RF PT could improve memory consumption (in general, but see attention with rel.pos.enc. as example)

Open albertz opened this issue 6 months ago • 0 comments

Download the attached zipped pickle file: dlm_traindata_debug_snapshot_002.pickle.zip (via @dorian-K) Unzip it. Drag & drop the pickle file to here: https://docs.pytorch.org/memory_viz That looks like this:

None of the functions/ops in RF are done inplace. As you can see, this can result in quite heavy memory allocations. E.g. in the attention, the scores *= self.key_dim_per_head.dimension**-0.5 will make a copy. Or the pad in _rel_pos_enc_shift allocates a big 4.5GB tensor here.
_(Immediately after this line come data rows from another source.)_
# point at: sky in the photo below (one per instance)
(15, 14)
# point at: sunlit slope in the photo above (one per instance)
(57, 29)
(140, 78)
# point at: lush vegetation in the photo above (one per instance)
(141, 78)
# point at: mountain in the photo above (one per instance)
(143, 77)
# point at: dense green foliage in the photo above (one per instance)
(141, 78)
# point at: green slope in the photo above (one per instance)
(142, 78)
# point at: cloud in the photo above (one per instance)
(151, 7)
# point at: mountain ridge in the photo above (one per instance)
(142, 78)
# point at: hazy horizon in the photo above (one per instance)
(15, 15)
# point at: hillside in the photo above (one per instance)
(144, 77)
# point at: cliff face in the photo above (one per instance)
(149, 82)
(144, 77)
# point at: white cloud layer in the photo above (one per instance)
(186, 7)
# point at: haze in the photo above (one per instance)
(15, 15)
Unfortunately, I think any solution to improve this problem will be quite involved/complex. We somehow need to figure out where we can safely do inplace. Sometimes we can know this in advance (e.g. check whether grad is required, or so; still not totally trivial, will add some overhead), but often, we can not, and things like pad also need further work. Maybe sth like torch.compile (or the equivalent in JAX; or sth equivalent on RF side) could do that, but that also would be a huge effort. Frameworks like graph-based TF or JAX probably partly solve this, but not sure if they solve all of it (and if they don't, then it will also be difficult).

Jun 19 '25 09:06 albertz